Standard error: 3.898e-03
Margin of error: 7.641e-03


In [12]:
print('Confidence interval: ({0:.3f}, {1:.3f})'.format(acallratio-margin_error,acallratio+margin_error))

Confidence interval: (0.073, 0.088)


In [13]:
print('Observed callback ratio for black sounding names: {:.3f}'.format(156/2435))
ztest = (156/2435-acallratio)/standard_error
print('ztest: {:.3f}'.format(ztest))

Observed callback ratio for black sounding names: 0.064
ztest: -4.214


The ztest value of -4.21 is in the rejection zone of -1.96. Similarly, the observed callback ratio for black sounding names is 0.064, which is outside of the confidence interval of (0.073, 0.088).

### 4. Write a story describing the statistical significance in the context or the original problem.

The researchers are probing if there is bias in responses to job applications just based on cultural associations with names.

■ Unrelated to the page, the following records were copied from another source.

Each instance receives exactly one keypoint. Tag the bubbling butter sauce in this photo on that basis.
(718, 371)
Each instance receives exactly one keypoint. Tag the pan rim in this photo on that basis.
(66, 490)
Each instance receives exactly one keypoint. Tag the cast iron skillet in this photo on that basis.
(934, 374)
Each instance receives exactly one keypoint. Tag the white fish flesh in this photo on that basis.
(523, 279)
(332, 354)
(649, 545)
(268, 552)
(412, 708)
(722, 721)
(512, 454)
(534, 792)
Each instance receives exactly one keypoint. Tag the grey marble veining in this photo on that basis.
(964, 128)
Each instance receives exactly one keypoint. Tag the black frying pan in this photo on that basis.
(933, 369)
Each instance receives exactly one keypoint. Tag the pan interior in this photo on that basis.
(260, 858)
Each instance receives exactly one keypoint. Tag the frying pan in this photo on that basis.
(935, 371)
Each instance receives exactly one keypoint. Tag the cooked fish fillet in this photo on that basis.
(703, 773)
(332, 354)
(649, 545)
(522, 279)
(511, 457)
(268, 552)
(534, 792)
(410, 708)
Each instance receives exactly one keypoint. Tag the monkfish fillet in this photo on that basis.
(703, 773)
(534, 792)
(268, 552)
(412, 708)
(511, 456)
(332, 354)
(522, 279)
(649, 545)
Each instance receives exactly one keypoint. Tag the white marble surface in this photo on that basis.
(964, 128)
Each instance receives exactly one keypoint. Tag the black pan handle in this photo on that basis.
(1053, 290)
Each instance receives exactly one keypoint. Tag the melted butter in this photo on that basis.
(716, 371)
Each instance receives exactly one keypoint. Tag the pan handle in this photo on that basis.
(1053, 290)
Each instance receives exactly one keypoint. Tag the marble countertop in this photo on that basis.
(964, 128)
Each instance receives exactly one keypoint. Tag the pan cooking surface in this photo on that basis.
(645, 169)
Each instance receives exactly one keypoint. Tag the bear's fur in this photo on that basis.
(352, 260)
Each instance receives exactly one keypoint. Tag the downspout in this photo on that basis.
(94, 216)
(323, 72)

Since there were two high quality and two lower quality resumes sent to every employer, and the names were randomly chosen to be white or black sounding, if there was no statistical difference between names that sound black and those that sound white, they should have the same rate of response. Black sounding names did have fewer callbacks than white sounding names, at 157 callbacks and 235 callbacks respectively. The standard error scales inversely with the square root of the number of samples, so with 4870 total samples, the observed difference in the callbacks is statistically significant. 

### 5. Does your analysis mean that race/name is the most important factor in callback success? Why or why not? If not, how would you amend your analysis?

Race is not necessarily the most important factor in callback success - it is simply the factor that the researchers wanted to probe in relation to callbacks. If the question was which factors are the most important for callback success, then all the other columns listed in the data should be analyzed for statistical significance to callbacks. In this case I'd rather use machine learning to try to determine which factors are the most important.